Assessment of sensorimotor gating following selective lesions of cholinergic pedunculopontine neurons

Sensorimotor gating is the state-dependent transfer of sensory information into a motor system. When this occurs at an early stage of the processing stream it enables stimuli to be filtered out or partially ignored, thereby reducing the demands placed on advanced systems. Prepulse inhibition (PPI) of the acoustic startle reflex (ASR) is the standard measure of sensorimotor gating. A brainstem-midbrain circuitry is widely viewed as mediating both PPI and ASR. In this circuitry, the pedunculopontine tegmental nucleus (PPTg) integrates sensory input and cortico-basal ganglia output and, via presumed cholinergic signaling, inhibits ASR-generating neurons within the reticular formation.
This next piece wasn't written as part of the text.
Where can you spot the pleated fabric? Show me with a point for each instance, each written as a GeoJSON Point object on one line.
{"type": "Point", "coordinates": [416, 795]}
Non-selective damage to all neuronal types within PPTg reduces PPI. We assessed whether this effect originates in the loss of cholinergic signaling by examining ASR and PPI in rats bearing non-selective (excitotoxic) or selective cholinergic (Dtx-UII) lesions of PPTg. Excitotoxic lesions had no effect on ASR but reduced PPI at all prepulse levels tested. In contrast, selective depletion of cholinergic neurons reduced ASR to the extent that PPI was not measurable with standard (10-20s) inter-trial intervals. Subsequent testing revealed appreciable ASRs could be generated when the inter-trial interval was increased (180s). Under these conditions, PPI was assessed and no deficits were found after lesions of cholinergic PPTg neurons. These results show that cholinergic output from PPTg is essential for rapidly regenerating the ASR, but has no influence on PPI. Results are discussed in terms of sensorimotor integration circuitry and psychiatric disorders that feature disrupted ASR and PPI.